Entity Traits 360

You may have variety of data about your customers or other entities in your warehouse. This document details how you can extract various features from all the data in your warehouse via RudderStack.

PB entity features is envisioned to have all the computed traits you want to have derived from your warehouse data tables. Each column in the table gives a trait for an entity.

Some of the advantages of using the PB YAML to generate the entity features view:

  • Identity Stitching is done behind the scenes. Output of ID stitcher is incorporated transparently.

  • Hides the complexity of the query execution plan from business logic, making it easier to maintain. Especially, as the number of entity features increase.

  • Generates performant SQL using well researched SQL idioms. As the feature table becomes wider, dependencies become deeper and feature sources come from many teams.

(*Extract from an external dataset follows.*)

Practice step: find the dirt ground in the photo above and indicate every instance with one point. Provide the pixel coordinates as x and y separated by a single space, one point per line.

Designed to meaningfully reflect the SQL that you want to generate by abstracting out query complexity. If you have some experience with SQL, its easy to understand how to define the YAML for desired traits. This document will walk you through details how you can define your project YAML file(s).

Now that you have a unified user trait table(s), below are some possible ways you can use:

  • Build various models like churn prediction (RudderStack ML models can be used for this).

  • Analytics queries like demographic view, user activity view etc.

  • Activate this data using RudderStack ReverseETL to send to various cloud destinations [Doc].

  • Build and use RudderStack Audiences (available for beta customers).

Creating Entity Features

A basic structure of any entity feature YAML would look like this:

var_groups:
  - name: <string>
    entity_key: <string>
    vars: [entity_vars, input_vars]

Each feature is defined by using entity_var. Vars are grouped under var_groups, so that some config keys can be shared across vars.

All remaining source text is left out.